Hay ciencia ficción y hay ciencia ficción. Está la que intenta predecir el futuro y acercarse más o menos a la realidad tecnológica, incluso cuando va de naves espaciales y aunque todos sabemos que jamás conquistaremos el espacio (ni falta que nos hace).
Y luego está la otra. La divertida.
La de: «y ahora nos vamos 5.000 millones de años en el futuro a ver como la Tierra se quema al convertirse el sol en gigante roja, que mola».
Me gustan las dos, la solemne y la divertida. Solo que la divertida es mucho más escasa, porque es difícil de hacer bien. Hay que estar dispuesto a hacer el tonto con la cara seria, a escribir una historia sincera y humana sobre robots de relojería atacando a madame de Pompadour. No lo hace cualquiera.
Pero los guionistas de Doctor Who sí que saben hacerlo.
Doctor Who es un clásico de la televisión británica, con años y años de episodios a la espalda. A estas alturas, la mitología de la serie es compleja y retorcida, pero básicamente, el Doctor es un extraterrestre que va por ahí en su combinación de nave espacial y máquina del tiempo, el TARDIS. Siempre va acompañado de alguien más o menos humano que hace de freno.
En 2005, la BBC decidió resucitar la serie. De la mano de Russell T. Davies nace un nuevo Doctor Who -la novena encarnación; porque al morir, el Doctor tiene la capacidad de regenerarse con otro aspecto-, el último de los Time Lords. Pero extraterrestre, Time Lord y viajero en el tiempo, el Doctor es ante todo un hombre lleno de entusiasmo por el universo, que ha visto y hecho tanto que su carisma apenas le cabe en el cuerpo, y que puede ser mortalmente despiadado cuando la ocasión lo requiere. No tiene ni el más mínimo poder, va armado exclusivamente con un destornillador sónico que sólo sirve para abrir puertas y en ocasiones no parece siquiera capaz de operar el TARDIS (a veces le tiene que dar martillazos a los controles). Pero sus enemigos se echan a temblar en cuanto oyen su nombre. Porque el Doctor es como un dios totalmente humano, alguien con un optimismo tan desmesurado que crea su propio campo gravitatorio. El universo se pliega a los deseos del Doctor. Y si no se pliega… bien, el cosmos se lo ha buscado.

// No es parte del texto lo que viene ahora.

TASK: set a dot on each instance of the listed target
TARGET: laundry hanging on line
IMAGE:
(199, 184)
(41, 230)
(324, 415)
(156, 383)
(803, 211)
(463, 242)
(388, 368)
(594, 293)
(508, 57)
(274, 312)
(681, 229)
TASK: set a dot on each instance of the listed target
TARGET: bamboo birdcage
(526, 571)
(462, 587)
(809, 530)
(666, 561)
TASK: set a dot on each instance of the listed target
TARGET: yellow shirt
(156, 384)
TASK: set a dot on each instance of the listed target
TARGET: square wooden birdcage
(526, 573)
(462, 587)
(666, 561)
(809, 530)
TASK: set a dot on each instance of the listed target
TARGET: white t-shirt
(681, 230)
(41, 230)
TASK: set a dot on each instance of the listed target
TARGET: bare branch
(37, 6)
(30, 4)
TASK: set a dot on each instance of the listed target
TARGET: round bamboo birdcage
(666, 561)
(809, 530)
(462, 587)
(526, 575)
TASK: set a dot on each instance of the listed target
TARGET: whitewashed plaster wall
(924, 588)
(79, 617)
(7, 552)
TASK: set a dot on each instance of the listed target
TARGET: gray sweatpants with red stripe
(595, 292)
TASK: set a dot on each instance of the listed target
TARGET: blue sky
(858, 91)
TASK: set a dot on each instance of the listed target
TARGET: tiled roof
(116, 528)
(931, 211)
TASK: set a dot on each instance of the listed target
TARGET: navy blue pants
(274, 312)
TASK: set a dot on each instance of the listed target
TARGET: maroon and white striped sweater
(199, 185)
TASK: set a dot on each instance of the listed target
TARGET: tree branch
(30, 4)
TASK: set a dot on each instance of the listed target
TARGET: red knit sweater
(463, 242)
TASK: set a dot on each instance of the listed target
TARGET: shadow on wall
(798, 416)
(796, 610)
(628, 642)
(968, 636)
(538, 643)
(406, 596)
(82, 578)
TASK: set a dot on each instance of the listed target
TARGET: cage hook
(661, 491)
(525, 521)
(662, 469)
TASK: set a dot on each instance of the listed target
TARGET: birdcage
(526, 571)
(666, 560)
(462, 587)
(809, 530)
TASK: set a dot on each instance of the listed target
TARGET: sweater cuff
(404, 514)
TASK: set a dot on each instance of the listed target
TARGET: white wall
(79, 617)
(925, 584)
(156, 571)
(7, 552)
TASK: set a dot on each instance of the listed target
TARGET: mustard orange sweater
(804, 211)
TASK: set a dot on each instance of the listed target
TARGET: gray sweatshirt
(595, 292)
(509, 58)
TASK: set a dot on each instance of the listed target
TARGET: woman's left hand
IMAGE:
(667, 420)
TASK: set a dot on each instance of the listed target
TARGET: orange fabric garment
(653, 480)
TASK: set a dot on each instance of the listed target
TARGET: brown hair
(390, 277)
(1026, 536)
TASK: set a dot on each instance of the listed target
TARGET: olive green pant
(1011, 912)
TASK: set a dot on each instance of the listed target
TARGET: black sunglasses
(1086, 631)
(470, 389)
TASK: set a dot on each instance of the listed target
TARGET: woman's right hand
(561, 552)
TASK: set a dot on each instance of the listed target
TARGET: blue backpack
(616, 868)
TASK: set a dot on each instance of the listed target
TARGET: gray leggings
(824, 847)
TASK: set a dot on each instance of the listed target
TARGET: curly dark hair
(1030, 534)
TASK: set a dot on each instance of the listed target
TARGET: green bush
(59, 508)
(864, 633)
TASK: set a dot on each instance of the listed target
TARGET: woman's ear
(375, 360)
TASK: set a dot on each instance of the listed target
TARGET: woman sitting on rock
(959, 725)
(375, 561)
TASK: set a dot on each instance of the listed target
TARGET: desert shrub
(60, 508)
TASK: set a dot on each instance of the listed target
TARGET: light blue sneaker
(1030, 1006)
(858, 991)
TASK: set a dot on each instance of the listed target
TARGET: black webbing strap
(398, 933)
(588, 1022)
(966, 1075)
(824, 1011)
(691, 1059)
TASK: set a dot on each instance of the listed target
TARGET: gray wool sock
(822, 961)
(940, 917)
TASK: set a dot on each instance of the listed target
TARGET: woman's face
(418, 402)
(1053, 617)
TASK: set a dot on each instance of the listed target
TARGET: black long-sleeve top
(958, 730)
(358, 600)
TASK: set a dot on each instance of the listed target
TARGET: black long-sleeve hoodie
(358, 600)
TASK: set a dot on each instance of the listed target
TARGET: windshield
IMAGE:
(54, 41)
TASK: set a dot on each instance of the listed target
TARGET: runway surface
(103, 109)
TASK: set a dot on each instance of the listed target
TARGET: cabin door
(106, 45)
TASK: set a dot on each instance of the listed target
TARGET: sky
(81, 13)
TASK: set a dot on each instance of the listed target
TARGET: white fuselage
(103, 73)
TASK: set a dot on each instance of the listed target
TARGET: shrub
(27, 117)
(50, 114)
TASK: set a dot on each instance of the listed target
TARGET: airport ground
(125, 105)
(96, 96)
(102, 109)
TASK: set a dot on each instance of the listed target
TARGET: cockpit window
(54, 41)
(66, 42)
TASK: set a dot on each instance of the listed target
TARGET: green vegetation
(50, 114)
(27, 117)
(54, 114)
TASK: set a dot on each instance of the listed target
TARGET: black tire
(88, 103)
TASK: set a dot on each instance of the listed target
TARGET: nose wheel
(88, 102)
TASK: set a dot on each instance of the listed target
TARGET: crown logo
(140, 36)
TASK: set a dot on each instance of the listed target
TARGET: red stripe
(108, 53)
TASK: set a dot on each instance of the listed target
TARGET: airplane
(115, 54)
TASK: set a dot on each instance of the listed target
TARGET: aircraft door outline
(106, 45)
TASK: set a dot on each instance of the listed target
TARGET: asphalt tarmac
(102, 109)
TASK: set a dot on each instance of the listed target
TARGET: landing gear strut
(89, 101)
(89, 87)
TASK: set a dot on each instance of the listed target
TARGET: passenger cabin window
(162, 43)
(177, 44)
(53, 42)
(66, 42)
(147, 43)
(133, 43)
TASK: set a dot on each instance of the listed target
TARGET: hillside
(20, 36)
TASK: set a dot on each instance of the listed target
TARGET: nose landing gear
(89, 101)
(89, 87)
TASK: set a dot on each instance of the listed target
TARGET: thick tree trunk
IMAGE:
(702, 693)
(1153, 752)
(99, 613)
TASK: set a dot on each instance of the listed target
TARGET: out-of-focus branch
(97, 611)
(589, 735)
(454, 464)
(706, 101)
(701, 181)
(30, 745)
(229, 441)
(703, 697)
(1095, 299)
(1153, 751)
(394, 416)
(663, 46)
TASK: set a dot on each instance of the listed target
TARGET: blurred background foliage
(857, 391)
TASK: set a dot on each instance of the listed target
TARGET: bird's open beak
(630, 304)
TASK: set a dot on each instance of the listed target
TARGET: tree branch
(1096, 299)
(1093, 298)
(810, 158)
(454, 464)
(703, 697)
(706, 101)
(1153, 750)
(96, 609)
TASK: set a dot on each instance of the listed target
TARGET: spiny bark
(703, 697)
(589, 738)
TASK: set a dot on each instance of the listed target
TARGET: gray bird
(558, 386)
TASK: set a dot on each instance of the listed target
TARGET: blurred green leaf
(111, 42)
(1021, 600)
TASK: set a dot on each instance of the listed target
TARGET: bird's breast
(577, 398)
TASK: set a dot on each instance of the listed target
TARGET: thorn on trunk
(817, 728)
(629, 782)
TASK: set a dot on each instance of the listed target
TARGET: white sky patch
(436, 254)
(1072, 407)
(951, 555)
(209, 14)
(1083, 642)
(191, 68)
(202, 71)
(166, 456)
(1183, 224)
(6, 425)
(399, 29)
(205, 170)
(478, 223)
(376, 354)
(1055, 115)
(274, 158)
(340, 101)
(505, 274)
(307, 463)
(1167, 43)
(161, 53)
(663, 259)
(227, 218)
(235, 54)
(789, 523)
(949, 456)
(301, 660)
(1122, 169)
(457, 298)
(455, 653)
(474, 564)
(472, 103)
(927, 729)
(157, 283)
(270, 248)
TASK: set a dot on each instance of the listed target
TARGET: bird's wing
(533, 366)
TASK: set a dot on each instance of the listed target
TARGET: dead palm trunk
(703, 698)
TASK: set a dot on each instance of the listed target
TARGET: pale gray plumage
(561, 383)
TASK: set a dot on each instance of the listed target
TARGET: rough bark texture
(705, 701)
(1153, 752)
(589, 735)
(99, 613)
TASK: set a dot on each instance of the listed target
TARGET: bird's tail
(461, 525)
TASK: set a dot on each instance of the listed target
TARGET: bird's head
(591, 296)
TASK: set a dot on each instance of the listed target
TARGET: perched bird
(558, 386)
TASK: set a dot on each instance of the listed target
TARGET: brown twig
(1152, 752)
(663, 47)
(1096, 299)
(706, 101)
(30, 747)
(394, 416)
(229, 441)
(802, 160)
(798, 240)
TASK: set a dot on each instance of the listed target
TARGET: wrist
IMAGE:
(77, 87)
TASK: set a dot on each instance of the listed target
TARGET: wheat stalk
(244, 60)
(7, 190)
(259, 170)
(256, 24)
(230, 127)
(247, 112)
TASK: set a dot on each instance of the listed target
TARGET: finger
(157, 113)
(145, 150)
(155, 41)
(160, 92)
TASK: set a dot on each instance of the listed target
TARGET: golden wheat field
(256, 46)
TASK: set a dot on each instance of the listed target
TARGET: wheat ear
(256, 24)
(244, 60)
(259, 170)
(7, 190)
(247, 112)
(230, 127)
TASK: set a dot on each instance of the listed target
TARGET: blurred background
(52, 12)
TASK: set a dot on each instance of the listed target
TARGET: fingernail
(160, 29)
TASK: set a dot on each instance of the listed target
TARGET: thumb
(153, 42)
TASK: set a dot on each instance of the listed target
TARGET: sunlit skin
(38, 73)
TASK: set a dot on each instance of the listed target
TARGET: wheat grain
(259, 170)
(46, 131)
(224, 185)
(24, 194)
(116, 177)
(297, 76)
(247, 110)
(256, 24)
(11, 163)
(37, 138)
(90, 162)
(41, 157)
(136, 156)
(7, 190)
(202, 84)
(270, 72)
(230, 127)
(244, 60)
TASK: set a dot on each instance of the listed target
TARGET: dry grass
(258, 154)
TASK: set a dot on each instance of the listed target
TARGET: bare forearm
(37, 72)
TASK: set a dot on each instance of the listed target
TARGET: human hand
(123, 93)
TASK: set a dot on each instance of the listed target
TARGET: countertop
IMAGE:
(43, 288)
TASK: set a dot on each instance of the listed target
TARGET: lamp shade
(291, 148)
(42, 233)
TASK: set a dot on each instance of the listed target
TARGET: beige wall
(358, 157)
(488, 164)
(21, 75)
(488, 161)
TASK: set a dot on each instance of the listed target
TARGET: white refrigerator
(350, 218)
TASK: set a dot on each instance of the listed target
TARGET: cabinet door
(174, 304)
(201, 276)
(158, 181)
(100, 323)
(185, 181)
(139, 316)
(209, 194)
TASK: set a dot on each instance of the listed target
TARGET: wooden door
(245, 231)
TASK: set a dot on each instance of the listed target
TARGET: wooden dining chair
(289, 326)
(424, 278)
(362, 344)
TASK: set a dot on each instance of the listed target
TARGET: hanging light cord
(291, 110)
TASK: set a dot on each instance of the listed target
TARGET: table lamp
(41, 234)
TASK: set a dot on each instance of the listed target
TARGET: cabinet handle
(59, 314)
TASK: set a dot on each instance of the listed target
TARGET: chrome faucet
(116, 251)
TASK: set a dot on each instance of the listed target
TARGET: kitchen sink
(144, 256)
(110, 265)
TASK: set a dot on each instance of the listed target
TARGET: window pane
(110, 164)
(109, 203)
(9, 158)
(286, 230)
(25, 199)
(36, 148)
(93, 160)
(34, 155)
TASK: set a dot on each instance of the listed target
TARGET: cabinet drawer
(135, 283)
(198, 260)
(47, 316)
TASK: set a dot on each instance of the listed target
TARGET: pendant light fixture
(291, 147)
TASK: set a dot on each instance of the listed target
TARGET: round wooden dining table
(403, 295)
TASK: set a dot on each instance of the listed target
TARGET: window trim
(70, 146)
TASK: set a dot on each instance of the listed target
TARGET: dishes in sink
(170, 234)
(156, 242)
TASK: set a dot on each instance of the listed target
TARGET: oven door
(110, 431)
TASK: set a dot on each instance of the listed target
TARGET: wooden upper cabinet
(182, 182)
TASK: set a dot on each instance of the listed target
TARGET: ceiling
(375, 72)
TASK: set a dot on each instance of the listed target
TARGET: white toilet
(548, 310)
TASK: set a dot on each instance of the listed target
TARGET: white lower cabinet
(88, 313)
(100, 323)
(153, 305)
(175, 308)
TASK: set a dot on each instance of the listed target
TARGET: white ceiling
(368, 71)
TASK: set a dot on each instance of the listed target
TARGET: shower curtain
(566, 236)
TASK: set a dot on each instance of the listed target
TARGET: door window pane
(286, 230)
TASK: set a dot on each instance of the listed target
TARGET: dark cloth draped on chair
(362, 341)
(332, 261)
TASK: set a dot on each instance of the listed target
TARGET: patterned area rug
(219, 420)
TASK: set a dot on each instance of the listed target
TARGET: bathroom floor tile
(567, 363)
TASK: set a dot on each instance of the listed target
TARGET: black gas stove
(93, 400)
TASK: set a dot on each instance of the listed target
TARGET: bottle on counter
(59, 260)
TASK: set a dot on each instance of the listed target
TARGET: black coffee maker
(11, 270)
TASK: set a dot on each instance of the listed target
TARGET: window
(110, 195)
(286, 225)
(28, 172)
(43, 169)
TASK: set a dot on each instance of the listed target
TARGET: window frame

Pero el Doctor también arrastra una carga, ser el último de los suyos y haber contribuido a la desaparición de toda su especie en la Guerra del Tiempo contra los Daleks, sus archienemigos. De pronto el Doctor, siempre sonriente y jovial incluso enfrentado al mayor peligro, muda de expresión y la tristeza le invade. Lleva la carga de ser una fuerza de la naturaleza, capaz del bien o del desastre, y de necesitar a alguien que le controle.
La magia de la serie radica en contar historias absurdas -de monjas gatos que curan enfermos, hombres lobos que atacan a la reina de Inglaterra, demonios encerrados en agujeros negros, del final de la Tierra, de su origen, de nanomáquinas en la segunda guerra mundial, de millonarios con museos alienígenas o de hombres cibernéticos dispuestos a conquistar el mundo- sin olvidar en ningún momento que está contando la historia del Doctor y de su fiel acompañante (Rose, en las dos primeras temporadas). Siempre hay un hueco para centrarse en los personajes, incluso en medio de la batalla más cruenta, siempre sabemos lo que sienten o lo que piensan.
El universo de Doctor Who es estrambótico y desmedido, pero está poblado por personas. Doctor Who te lleva al comienzo del tiempo o al final de los tiempos. Todo el universo es su escenario y no hay barreras de tiempo, espacio o mundos paralelos que se le resistan. Y mientras te muestra esas maravillas, te crees que hay personas -con sus dobleces, manías y defectos- contemplando esos prodigios.